Rural communities nationally and in California experience sexual and reproductive health inequities and inadequate access to healthcare, including contraceptive care. Pharmacies are an important source of healthcare in rural America, particularly as pharmacists’ scope of practice is expanded to prescribing medication, chronic disease management, and preventive health services. This study investigated barriers and facilitators to implementing pharmacist-prescribed contraception in Tulare County, a rural, agricultural county in California’s Central Valley.
Methods
Using an implementation science framework, we interviewed community and healthcare stakeholders to investigate external influences that could promote or hinder the implementation of pharmacist-prescribed contraception in Tulare County. Stakeholder interviews occurred over Zoom, lasted between 46-68 minutes, and were audio recorded for transcription. We used the Sort and Sift, Think and Shift qualitative analytic approach to identify emergent themes.
Results
Community stakeholders included representatives from churches, youth organizations, schools, and social service programs in Tulare County. Stakeholders recognized that the conservative, religious nature of the community posed access barriers for youth to both accurate sex education and contraception. Many stakeholders were unaware that pharmacists could prescribe hormonal contraception but were supportive, recognizing the importance of increasing contraceptive access locally. Some stakeholders cited the potential for opposition to this service from the conservative community but did not view this as a significant barrier. Despite their support, stakeholders had concerns about process and logistics, specifically pharmacists’ access to patient medical records to identify hormonal contraception contraindications and the ability to provide a private consultation space. Many of the stakeholders did not view pharmacists as “patient-facing” providers, emphasizing the importance of pharmacists altering their practice to build more patient rapport and informing the community about this service through targeted advertising.
Healthcare stakeholders included providers who worked in large health systems, reproductive health clinics, and pediatric clinics. Perceptions of pharmacist-prescribed hormonal contraception were generally favorable, yet several concerns emerged, specifically the potential for fragmented care. Providers described the general benefits of the medical home model, wondering if and how visits to the pharmacy for hormonal contraception would be communicated to them. In addition, providers were unsure if pharmacists had the skills and capacity to screen for other social and health issues, such as intimate partner violence. All providers interviewed thought that youth would benefit the most from this service. Ultimately, providers expressed the importance of offering contraception in ways patients prefer, noting that pharmacist prescribing of hormonal contraception may be one such mechanism.

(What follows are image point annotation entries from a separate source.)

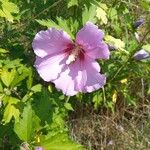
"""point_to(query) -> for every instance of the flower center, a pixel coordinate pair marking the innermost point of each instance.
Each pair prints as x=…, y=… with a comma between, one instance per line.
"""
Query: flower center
x=76, y=52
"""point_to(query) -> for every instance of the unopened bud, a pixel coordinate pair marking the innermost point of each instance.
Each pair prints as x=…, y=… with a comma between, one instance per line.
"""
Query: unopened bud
x=138, y=23
x=38, y=148
x=111, y=47
x=141, y=54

Conclusions and Implications
Pharmacist-prescribed hormonal contraception offers an additional avenue for access to contraception, which is especially important in rural communities that have disparate contraceptive access. Community stakeholders emphasized pharmacists changing their practice to be more “patient-facing,” focusing on building pharmacist-patient rapport, whereas healthcare stakeholders stressed the importance of pharmacists fostering interprofessional relationships with other providers to ensure smooth integration of patient care within a medical home model. Pharmacists who prescribe hormonal contraception and practice in rural communities should take these considerations into account when designing this service.